Graefes Arch Clin Exp Ophthalmol

Department of Ophthalmology, Toyama Prefectural Central Hospital, 2-2-78 Nishinagae, Toyama City, Toyama, Japan.

Published: April 2006

Purpose: To present a case of Terson's syndrome with bilateral subretinal haemorrhage emanated from peripapilla, resulting in Mariotte blind spot enlargement.

Methods: Preoperative CT scan and postoperative eye examinations, including funduscopy, fluorescein angiography, optical coherence tomography (OCT), and Goldmann perimetry.

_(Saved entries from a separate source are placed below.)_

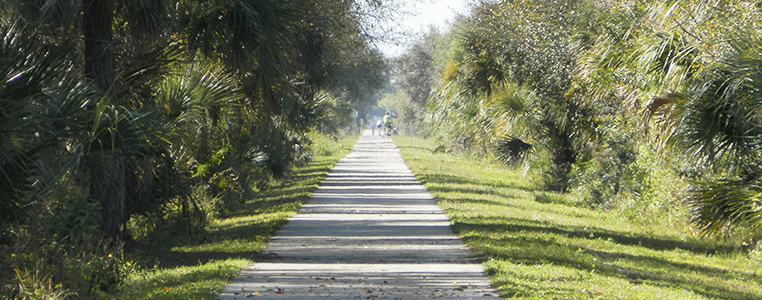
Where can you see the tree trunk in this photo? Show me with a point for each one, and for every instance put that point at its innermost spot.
(109, 187)
(107, 171)
(97, 22)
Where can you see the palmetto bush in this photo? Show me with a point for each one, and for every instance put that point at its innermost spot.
(722, 126)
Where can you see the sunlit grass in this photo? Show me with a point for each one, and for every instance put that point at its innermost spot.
(538, 245)
(197, 266)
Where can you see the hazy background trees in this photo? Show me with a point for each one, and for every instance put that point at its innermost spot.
(119, 117)
(641, 108)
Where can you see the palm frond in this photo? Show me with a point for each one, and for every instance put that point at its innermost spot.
(720, 205)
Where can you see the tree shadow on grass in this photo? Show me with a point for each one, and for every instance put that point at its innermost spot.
(443, 179)
(536, 243)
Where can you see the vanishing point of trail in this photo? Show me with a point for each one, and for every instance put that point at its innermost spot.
(370, 231)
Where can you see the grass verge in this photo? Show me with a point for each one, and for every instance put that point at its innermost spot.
(197, 266)
(536, 245)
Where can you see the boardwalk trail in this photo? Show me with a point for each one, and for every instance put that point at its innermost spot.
(370, 231)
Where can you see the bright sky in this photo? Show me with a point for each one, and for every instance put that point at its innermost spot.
(420, 14)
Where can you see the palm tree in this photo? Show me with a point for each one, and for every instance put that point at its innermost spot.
(39, 110)
(721, 125)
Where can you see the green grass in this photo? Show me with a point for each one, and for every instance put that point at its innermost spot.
(537, 245)
(197, 266)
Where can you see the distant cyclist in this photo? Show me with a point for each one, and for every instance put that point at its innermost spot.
(388, 123)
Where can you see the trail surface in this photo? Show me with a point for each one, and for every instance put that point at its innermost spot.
(370, 231)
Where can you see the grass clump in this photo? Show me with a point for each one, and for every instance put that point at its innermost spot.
(197, 265)
(541, 245)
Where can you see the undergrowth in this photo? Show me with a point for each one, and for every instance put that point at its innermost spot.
(544, 245)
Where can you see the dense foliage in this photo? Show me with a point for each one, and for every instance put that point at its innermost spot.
(645, 108)
(121, 117)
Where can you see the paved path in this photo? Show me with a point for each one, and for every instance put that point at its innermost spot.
(370, 231)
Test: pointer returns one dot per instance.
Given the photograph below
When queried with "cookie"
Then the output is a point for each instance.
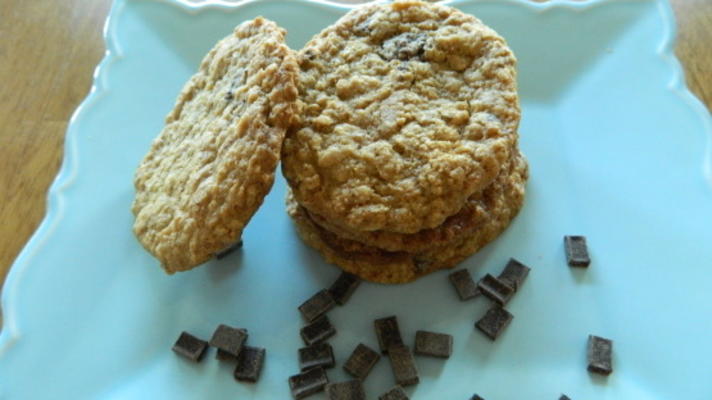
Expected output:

Results: A 41-year-old Japanese man had suffered a subarachnoid haemorrhage. Three months later, he recovered from disturbance of consciousness and was referred for decreased vision in both eyes. A CT scan, obtained on the day after the event, had revealed bilateral vitreous hemorrhage. The patient underwent a standard pars plana vitrectomy to clear vitreous haemorrhage. Surprisingly we found bilateral subretinal haemorrhage around peripapilla during surgery. Although subretinal haemorrhage was almost absorbed at six months after the operation, Mariotte blind spot enlargement corresponding to the area of subretinal haemorrhage was detected in both eyes.

Conclusions: In some population of the patients with Terson's syndrome, it was demonstrated that the disturbance of peripapillary structure, presumably due to intracranial hypertension, causes subretinal haemorrhage, resulting in irreversible visual field defect.